Suppose you have an aligned corpus in Excel (or any other delimited format) and you wish to reuse that content in your favorite CAT tool. It’s actually very easy to convert a bilingual text format to TMX via a very-handy and free open-source tool called Oliphant.
- Ensure you have an aligned corpus in Excel, with the leftmost column containing the source text and the target in the next column. If your corpus is not perfectly aligned, you may want to check out my early post about a down and dirty alignment tool.
- Paste the bilingual table in Notepad and save the file, ensuring the encoding is set to UTF-8.
- Download, install and launch Oliphant
- Press Ctrl+N to create a new TM and add your language code to the target field.
- Then go to File>Import and choose Tab-delimited files (.txt) from the dropdown menu. Locate the file you created in step 2 and hit Open.

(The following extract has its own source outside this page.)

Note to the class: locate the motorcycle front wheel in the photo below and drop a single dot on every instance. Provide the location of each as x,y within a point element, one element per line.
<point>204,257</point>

- In the Destination Field, set the Field Type of Column 1 to Text, Language EN-US (or whatever source language you’re working with), and for Column 2, Text again as Field Type and your target language code in the Language field.
- Press OK and hit Save. Your bilingual corpus has been converted to a TMX file!
Oliphant is fitted with powerful editing tools including advanced Find/Replace and also gives you the ability to delete, add, merge and edit segments on the spot.